When is the last time you tried turnips? Wait - before you turn up your nose, there's a good reason you might consider trying them again: your taste buds have changed since you started this program. Am I right? I know mine have changed. Enjoying coffee with no sugar and milk instead of cream and eating plain yogurt - I never thought these options were for me, until now. Meaghan, who shared this recipe, encourages us to "broaden our horizons." Plus, one of the key concepts is to vary our foods. Live a little and give this recipe a try. Mashed yellow turnips with crispy shallots might become one of your favorite veggies to enjoy with your steak.
Ingredients
Mashed Yellow Turnips with Crispy Shallots. Photo by Meaghan. |
Mashed Yellow Turnips with Crispy Shallots
Ingredients
- 1 1/2 cups light olive or vegetable oil
- 3 tablespoons unsalted butter
- 5 to 6 shallots, peeled and sliced into thin rings
- 2 large yellow turnips (rutabagas), about 4 pounds total
- Kosher salt (optional)
- 1 cup whole milk
- 6 tablespoons (3/4 stick) salted butter
- 1/2 teaspoon freshly ground black pepper
- Heat the oil and unsalted butter in a saucepan over medium-low heat until it reaches 220 degrees F.

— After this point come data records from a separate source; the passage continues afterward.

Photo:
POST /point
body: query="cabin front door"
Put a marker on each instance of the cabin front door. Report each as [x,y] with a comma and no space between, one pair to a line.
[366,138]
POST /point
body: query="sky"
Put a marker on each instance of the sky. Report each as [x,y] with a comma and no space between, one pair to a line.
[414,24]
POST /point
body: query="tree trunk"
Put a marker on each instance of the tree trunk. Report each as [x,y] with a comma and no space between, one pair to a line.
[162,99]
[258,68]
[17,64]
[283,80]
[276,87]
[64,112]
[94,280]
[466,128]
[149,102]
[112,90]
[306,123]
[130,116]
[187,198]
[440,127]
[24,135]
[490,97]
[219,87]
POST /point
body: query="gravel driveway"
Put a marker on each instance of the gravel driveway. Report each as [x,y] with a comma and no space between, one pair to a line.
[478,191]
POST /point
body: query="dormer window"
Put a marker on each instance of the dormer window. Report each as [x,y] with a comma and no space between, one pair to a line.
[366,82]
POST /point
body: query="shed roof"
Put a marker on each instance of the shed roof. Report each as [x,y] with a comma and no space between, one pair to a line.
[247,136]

- Reduce the heat to low, add the shallots, and cook until they are a rich golden brown, 30 to 40 minutes. The temperature should stay below 260 degrees F.
- Stir the shallots occasionally to make sure they brown evenly.
- Remove them from the oil with a slotted spoon, drain well, and spread out to cool on paper towels. Once they have dried and crisped, they can be stored at room temperature, covered, for several days.
- Peel the turnips to remove the waxy skins and cut them into generous 1-inch chunks.
- Place them in a saucepan with water to cover and 1 teaspoon of salt.
- Bring to a boil and simmer, covered, until easily pierced by a paring knife, about 35 minutes.
- Drain the turnips.
- In a separate saucepan, heat the milk and salted butter over low heat until the butter has melted and the milk just begins to simmer.
- Puree the turnips in several batches in a food processor fitted with the steel blade.
- With the food processor running, add the melted butter and milk in a steady stream. The turnips should be smooth.
- Return the puree to the saucepan, season with 1 teaspoon salt and the pepper, and reheat, stirring, over medium heat.
- Serve piping hot, sprinkled generously with crispy shallots.